Do you like chili pepper? If so, you might want to consider eating even more of them. Not only do they help reduce inflammatory pain, but they also promote healthy aging!

While they can cause inflammation in some people, chili peppers reduce it in others. They have ferulic acid and sinapic acid, two antioxidants that are known to lessen inflammation. If chili peppers aren’t your thing, bear in mind that bell peppers are also rich in vitamin C and other antioxidants.

14. S-adenosylmethionine

S-adenosylmethionine (otherwise known as SAMe) is naturally found in the body, as it is required for cell membranes and hormonal regulation. While it has been primarily used to treat depression, it can treat osteoarthritis symptoms.

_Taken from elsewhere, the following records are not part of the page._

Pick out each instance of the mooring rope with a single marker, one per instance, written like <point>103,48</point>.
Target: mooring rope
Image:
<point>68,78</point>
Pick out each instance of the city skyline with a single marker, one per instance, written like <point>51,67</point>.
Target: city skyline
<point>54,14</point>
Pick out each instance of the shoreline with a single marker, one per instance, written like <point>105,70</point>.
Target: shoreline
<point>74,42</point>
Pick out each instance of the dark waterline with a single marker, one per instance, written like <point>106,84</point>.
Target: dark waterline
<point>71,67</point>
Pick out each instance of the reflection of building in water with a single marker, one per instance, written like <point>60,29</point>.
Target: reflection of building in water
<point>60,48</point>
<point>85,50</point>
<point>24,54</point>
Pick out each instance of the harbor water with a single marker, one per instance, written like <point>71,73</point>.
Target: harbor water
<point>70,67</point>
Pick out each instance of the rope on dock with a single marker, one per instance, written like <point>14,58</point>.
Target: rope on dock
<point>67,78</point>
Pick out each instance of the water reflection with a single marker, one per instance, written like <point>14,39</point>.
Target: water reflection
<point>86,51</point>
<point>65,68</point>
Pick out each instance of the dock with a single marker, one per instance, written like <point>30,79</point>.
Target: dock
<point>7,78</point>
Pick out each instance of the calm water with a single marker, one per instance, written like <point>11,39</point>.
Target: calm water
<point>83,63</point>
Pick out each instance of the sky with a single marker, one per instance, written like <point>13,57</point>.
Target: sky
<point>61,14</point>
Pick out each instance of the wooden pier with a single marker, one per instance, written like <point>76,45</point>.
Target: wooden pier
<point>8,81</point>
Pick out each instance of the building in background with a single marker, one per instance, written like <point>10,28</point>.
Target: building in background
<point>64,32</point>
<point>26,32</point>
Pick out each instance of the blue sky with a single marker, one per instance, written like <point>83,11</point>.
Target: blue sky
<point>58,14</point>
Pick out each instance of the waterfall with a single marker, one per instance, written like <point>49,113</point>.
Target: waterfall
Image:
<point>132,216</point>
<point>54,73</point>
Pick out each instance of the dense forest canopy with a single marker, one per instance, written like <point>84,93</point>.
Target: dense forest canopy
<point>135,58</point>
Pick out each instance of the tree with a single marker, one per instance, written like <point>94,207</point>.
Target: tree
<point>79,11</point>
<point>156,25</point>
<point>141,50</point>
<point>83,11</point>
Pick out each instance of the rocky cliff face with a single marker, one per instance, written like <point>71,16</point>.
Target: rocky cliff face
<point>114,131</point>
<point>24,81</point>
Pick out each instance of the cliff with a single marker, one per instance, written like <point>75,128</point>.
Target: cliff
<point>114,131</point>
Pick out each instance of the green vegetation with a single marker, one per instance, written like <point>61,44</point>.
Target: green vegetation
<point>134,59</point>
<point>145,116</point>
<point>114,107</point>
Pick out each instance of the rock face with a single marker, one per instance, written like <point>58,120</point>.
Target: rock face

This supplement’s recommended daily dosage is 600-1,200 milligrams, divided into three dosages. Take note: There are no food sources for SAMe. You have to buy it as a supplement.

15. Zinc

Enjoy oysters? Zinc is abundant in poultry and red meat but is most abundant in oysters. There are also plenty of vegan and vegetarian food sources for it. In fact, there are many ways of getting your zinc, and since the body does not store it, you need to get it from a wealth of food sources.

Zinc levels decrease with age, so older adults might need to add more to their diet than younger adults. It is considered safe for almost everyone and has very few side effects.

managing pain
Final Thoughts on Managing Pain from Inflammation with Natural Therapies

Managing pain should not be painful itself. Trying a natural remedy for inflammation can save you a lot of hassle and some money. Remember, check with your doctor before adding any supplement to your regimen. Supplements can help you combat inflammation, but so can changes in diet and exercise.